Originally posted on Money with Merne’s Facebook Page on May 25, 2017:
If you’re struggling to get out of debt and build up savings, you’re not really thinking about investments outside of a retirement fund, but I hope you will get there soon! So, while this may be more advanced for some of you, I wanted to share my current investment strategy and how it came about:
Back in 2008 when the market crashed and I had just moved back in with my parents, I had the perfect opportunity to get my feet wet in individual stock investments with very little risk (low stock prices with nowhere to go but up and extra cash to burn). I spent a lot of time buying and selling with small amounts of money (we’re talking just a few hundred dollars here and there) and LEARNING. I started liking dividend stocks. Companies that paid me money on a quarterly basis just for owning shares, no matter what the stock price was. So I bought and held a bunch of dividend stocks that I still have today. The great thing is that those dividends get automatically reinvested in the stock so I just increase the amount of shares I own, which increases my quarterly dividend and the cycle continues on quarter after quarter, year after year! Plus, the stock price has gone up too!

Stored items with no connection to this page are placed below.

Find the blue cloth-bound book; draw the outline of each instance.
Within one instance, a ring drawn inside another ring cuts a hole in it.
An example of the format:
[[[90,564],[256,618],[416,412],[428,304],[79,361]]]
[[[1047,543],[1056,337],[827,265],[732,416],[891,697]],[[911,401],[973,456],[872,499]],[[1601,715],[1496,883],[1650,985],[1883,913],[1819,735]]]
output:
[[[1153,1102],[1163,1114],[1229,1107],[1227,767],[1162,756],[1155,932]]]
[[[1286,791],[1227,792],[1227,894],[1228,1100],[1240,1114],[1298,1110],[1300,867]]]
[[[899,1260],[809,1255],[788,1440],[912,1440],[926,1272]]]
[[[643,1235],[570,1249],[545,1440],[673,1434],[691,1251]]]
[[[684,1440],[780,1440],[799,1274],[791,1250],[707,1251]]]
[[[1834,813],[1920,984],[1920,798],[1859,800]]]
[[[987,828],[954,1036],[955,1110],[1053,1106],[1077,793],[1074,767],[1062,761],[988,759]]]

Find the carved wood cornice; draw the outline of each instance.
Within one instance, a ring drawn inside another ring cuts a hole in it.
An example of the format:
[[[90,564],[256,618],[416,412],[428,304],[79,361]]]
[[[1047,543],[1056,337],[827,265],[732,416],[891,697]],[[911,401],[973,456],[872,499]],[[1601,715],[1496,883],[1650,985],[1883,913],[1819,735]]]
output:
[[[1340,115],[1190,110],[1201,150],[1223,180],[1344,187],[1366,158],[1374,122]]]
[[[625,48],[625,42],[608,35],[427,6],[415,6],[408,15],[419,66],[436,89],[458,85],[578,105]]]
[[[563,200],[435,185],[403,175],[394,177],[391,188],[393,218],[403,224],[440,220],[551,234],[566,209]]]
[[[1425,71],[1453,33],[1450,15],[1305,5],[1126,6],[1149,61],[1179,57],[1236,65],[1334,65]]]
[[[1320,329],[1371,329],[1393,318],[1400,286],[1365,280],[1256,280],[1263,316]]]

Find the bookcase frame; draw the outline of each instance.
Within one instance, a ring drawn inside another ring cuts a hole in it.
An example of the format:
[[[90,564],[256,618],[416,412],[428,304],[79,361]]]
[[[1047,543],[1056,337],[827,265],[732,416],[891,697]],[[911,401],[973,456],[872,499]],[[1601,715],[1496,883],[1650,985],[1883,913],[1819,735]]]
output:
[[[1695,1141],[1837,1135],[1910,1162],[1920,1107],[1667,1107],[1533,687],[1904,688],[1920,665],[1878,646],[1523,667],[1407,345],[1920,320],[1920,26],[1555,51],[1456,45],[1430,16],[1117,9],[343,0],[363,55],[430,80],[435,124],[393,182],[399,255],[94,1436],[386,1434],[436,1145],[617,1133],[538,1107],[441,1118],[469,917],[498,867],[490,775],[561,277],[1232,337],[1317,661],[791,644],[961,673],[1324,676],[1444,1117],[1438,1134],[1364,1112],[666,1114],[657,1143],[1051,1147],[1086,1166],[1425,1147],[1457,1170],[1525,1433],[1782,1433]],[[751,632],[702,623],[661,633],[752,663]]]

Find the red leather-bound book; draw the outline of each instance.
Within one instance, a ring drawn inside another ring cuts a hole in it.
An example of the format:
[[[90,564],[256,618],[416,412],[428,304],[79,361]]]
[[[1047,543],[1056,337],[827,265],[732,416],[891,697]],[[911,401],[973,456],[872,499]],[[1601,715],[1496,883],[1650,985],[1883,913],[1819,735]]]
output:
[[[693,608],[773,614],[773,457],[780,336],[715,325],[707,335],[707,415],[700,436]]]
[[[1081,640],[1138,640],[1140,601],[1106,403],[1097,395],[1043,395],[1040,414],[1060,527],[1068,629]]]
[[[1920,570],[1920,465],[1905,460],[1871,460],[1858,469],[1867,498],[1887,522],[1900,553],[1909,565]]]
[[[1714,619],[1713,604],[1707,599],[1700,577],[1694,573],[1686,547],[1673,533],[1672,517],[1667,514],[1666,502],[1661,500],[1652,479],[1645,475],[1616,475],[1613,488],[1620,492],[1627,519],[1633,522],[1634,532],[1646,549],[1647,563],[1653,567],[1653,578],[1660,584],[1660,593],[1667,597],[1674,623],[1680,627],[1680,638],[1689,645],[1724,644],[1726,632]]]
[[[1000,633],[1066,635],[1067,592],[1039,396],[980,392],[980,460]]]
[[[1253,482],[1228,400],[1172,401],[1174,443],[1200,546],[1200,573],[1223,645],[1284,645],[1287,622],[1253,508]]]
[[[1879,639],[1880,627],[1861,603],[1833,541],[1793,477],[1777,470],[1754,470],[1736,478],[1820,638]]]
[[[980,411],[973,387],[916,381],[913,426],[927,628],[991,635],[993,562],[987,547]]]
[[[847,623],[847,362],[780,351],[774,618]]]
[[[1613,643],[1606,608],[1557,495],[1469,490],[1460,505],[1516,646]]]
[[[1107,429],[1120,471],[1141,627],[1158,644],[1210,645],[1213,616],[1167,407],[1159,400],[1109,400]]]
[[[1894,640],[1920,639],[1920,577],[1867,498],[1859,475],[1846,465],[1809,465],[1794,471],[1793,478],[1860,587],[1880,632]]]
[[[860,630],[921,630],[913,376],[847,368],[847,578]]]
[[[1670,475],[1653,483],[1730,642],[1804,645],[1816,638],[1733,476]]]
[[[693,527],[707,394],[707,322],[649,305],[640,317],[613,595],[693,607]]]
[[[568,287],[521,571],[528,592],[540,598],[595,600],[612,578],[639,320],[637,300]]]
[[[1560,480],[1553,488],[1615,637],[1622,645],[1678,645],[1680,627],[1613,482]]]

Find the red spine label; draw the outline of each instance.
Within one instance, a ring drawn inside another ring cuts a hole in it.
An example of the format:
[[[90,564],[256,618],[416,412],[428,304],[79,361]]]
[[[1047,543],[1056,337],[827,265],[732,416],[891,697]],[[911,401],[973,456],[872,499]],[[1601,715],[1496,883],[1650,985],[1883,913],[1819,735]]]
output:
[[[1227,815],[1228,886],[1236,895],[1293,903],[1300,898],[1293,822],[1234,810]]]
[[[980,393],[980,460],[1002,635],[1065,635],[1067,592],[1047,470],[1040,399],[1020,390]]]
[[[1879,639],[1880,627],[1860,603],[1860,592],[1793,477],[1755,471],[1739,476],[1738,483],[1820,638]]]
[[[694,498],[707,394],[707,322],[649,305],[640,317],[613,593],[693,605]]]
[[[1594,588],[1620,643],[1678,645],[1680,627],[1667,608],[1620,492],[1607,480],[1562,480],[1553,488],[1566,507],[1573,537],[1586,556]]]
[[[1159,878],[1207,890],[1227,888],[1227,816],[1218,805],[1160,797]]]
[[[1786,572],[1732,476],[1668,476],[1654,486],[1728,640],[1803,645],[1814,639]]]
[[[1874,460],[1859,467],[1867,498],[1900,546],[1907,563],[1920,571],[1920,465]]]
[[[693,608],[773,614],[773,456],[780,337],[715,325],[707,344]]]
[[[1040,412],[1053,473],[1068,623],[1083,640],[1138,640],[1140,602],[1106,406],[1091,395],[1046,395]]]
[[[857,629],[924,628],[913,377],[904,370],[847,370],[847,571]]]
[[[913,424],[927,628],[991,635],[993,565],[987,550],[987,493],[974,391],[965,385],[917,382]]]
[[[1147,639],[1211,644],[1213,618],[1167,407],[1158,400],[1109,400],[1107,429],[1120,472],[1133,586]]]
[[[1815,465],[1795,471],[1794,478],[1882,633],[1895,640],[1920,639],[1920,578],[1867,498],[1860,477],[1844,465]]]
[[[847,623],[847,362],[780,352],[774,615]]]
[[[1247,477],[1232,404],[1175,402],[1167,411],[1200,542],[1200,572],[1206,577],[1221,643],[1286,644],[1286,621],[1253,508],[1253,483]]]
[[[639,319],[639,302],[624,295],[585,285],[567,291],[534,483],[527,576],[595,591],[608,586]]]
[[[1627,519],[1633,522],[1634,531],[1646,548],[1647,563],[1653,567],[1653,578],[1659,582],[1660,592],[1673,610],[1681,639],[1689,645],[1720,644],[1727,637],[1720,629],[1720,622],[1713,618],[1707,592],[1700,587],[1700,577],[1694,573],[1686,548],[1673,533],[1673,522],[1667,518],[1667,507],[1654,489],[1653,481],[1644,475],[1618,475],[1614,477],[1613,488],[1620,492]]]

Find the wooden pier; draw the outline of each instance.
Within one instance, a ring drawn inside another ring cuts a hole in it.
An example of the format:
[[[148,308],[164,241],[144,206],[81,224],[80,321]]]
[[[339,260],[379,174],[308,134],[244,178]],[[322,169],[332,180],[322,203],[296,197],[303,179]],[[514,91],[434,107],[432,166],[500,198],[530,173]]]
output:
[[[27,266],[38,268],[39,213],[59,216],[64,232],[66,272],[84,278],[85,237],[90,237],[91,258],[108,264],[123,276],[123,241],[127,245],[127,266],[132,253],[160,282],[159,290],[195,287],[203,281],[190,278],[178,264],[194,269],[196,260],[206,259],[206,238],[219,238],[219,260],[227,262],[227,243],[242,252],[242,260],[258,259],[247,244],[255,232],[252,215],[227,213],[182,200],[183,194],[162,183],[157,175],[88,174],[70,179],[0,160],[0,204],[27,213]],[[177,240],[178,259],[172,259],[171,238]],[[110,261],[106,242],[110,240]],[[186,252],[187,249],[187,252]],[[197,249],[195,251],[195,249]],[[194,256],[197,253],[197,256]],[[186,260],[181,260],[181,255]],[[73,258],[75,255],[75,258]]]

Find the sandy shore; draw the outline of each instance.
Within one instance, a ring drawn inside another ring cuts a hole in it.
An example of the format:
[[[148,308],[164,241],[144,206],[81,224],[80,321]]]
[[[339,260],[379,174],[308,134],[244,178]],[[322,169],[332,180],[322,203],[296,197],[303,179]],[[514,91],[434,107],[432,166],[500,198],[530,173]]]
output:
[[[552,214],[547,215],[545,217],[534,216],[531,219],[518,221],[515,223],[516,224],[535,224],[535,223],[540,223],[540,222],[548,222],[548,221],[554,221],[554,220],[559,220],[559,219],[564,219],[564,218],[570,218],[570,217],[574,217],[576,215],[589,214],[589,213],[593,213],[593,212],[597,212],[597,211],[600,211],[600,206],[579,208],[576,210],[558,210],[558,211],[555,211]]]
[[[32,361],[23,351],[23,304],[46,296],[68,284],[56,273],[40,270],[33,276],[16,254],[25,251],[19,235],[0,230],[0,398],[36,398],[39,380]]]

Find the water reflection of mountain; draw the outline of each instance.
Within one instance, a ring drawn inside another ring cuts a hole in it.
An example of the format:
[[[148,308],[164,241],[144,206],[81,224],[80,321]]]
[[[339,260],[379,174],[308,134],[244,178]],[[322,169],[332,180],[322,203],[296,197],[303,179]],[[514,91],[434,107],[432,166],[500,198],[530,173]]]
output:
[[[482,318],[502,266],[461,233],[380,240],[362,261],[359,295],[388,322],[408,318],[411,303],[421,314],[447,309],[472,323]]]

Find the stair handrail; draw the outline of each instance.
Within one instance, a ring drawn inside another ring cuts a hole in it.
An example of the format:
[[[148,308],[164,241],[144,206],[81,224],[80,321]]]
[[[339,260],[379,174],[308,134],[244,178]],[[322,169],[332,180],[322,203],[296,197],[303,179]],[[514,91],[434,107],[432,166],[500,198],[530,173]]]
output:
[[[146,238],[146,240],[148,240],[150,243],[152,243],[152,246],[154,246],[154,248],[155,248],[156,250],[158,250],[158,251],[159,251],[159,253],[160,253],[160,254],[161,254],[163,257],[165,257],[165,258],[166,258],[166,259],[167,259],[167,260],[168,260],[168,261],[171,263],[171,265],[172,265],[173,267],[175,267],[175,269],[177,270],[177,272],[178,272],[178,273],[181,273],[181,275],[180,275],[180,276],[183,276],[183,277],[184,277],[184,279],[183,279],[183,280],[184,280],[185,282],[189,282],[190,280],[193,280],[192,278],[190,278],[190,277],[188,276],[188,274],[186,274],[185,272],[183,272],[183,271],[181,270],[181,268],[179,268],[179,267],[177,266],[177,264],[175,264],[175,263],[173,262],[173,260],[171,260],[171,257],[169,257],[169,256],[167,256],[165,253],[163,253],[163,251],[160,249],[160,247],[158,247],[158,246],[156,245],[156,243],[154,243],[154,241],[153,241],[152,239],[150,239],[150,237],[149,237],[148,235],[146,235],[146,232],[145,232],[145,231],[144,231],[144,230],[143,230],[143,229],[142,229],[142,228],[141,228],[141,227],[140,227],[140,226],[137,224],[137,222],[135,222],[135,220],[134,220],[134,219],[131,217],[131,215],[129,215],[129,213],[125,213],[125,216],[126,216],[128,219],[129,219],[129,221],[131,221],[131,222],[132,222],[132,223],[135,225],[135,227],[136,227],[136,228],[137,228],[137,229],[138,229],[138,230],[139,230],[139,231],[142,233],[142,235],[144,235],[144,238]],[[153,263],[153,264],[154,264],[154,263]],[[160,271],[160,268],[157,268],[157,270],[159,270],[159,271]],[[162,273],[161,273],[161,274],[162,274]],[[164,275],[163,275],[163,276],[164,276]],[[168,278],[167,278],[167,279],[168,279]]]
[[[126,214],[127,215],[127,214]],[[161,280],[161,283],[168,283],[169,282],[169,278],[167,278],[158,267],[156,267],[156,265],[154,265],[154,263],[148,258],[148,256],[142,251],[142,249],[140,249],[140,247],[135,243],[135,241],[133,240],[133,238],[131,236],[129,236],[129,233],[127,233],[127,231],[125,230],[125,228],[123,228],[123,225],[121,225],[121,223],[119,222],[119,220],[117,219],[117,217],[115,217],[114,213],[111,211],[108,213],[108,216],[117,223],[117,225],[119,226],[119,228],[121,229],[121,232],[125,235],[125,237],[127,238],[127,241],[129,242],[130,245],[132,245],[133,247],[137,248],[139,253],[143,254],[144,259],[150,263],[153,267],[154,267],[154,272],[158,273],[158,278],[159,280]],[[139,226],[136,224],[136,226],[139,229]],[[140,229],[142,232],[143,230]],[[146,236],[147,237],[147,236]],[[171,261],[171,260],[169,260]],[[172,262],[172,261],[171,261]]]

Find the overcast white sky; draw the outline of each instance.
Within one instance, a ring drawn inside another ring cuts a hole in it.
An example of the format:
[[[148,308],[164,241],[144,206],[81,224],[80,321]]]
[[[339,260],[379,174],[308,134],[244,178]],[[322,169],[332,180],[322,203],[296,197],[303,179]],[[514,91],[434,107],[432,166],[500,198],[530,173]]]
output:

While I think individual stocks are a great way to learn because you can be more excited about owning companies you know and understand, it’s really hard to be diversified when you’re in a few random companies. Plus, it’s very unlikely you’ll find a company, or even a mutual fund, that can outperform the overall market. Enter index funds, my current investment strategy. It’s a fund that models an entire market, the most popular being the S&P 500. Instant diversification and the best returns over the long run. No willy nilly buying and selling to make a quick profit here!
Investing is about time. So each month I put money toward the index fund whether prices are high or low. They will balance out, and I will get the best return over time. Investing does not have to be crazy complicated!